Serve hot with plain yogurt and papad/poppadum.

Tips & Variations

  1. I would highly recommend choosing the best quality basmati or long grain rice for this recipe. Although traditionally this recipe is made with basmati rice you can also use brown rice, or Spanish rice.
  2. It is particularly important to prepare the rice well which means rinsing the rice at least three times till the water is clear. This helps to clear the excess starch and will make the rice non sticky.

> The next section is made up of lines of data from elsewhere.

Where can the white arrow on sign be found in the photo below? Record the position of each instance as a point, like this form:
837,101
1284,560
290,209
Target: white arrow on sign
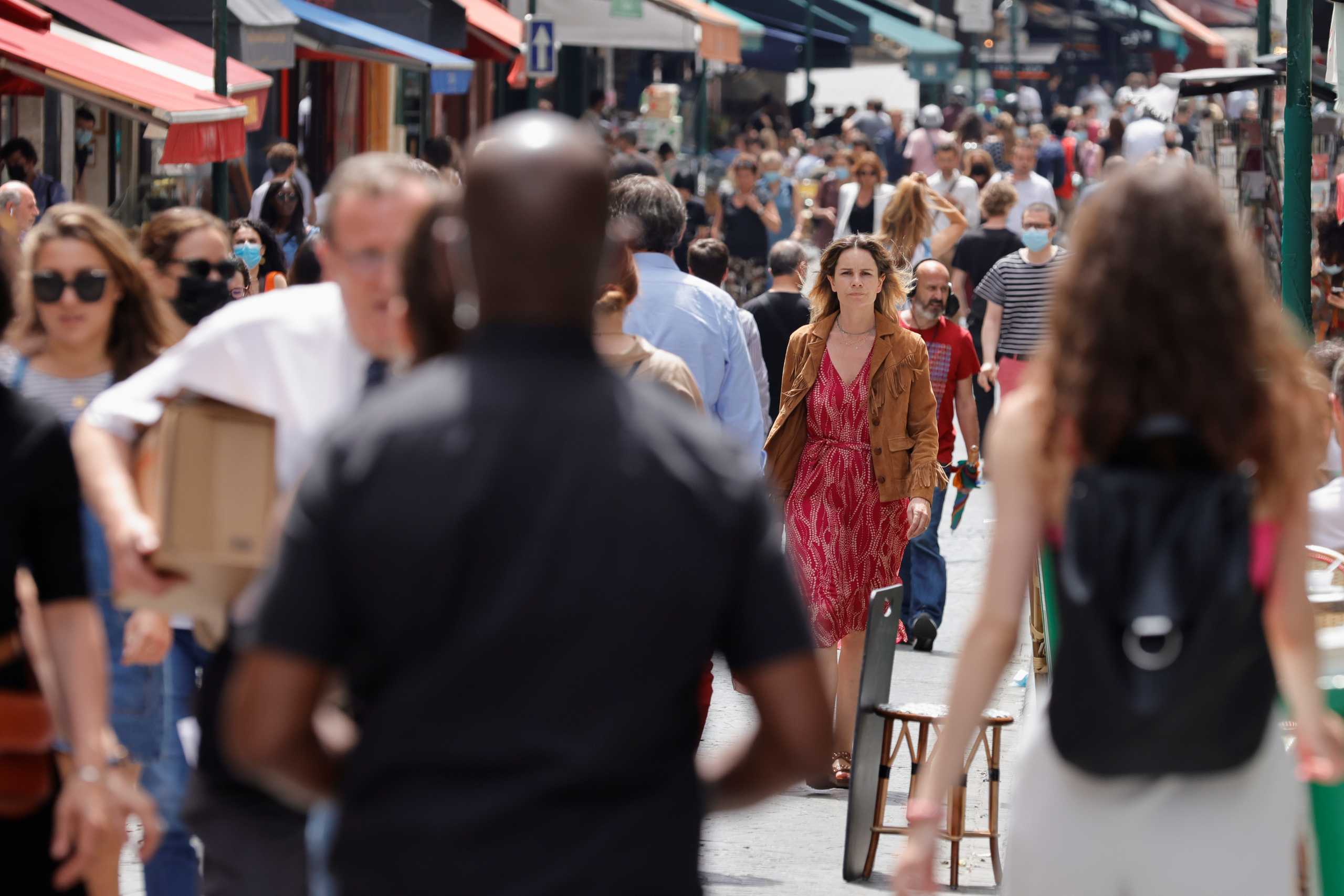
542,50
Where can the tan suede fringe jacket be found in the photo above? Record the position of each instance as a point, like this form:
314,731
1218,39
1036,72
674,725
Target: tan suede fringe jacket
902,412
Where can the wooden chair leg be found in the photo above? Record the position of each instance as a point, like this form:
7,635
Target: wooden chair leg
994,808
920,755
881,810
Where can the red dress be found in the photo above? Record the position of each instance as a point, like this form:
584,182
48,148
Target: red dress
846,542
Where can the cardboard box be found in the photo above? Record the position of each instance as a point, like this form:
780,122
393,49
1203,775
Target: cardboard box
206,475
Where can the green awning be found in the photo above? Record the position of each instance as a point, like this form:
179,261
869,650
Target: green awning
1151,19
921,42
750,30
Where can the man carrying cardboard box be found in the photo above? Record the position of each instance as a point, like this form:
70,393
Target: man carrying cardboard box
304,359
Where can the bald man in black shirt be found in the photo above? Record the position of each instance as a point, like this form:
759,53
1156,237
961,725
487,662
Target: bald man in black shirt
519,563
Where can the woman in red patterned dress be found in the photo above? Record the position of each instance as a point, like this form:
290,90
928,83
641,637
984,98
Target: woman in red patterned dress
855,450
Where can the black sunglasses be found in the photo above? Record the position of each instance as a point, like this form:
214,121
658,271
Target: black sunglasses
201,269
49,287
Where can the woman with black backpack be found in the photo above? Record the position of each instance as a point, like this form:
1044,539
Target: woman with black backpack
1162,453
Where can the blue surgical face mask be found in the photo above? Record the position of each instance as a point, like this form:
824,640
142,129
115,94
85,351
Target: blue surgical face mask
250,253
1035,238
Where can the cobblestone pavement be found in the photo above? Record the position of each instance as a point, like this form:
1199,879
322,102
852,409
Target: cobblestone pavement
793,844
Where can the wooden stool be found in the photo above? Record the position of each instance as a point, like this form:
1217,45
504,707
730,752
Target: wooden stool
927,716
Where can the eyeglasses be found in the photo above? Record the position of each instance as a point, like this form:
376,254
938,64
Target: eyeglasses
201,269
89,284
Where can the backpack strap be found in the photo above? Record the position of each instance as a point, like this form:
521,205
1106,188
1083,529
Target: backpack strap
20,370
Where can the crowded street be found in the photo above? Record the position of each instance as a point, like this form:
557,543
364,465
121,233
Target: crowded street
541,448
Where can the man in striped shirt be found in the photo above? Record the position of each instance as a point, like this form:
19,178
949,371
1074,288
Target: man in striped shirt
1018,292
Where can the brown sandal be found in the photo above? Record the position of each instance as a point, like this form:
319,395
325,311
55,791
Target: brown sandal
841,769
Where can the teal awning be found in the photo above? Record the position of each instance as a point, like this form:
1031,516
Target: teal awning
750,30
911,37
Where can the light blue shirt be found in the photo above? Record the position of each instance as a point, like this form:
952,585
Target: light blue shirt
699,324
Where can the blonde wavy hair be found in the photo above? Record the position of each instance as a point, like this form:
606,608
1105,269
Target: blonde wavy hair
138,331
896,282
908,219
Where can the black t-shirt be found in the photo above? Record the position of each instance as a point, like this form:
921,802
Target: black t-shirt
976,253
39,523
777,316
522,563
695,218
860,219
743,231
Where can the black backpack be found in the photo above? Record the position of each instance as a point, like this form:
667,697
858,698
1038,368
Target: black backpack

  3. I always recommend soaking the rice for an hour or if you are short of time then at least for 20 to 25 minutes because well soaked rice will expand and cook well, and each strand of rice will be long and fluffy.
  4. The rice needs exceptionally light hand while mixing at the end.
  5. Let the rice cool down slightly after boiling before you sauté it with the dal as that way rice won’t break.
  6. You can use oil/butter instead of ghee too.
  7. Wash and soak the dal for couple of hours and then pressure cook it with salt and turmeric (around 3 whistles).
  8. Ghee, or clarified butter in my opinion, gives the finished dal a richer flavour, but you can use oil too.
  9. Always use fresh coriander leaves to finish off the dal, it not only adds a lovely fragrance but adds taste too.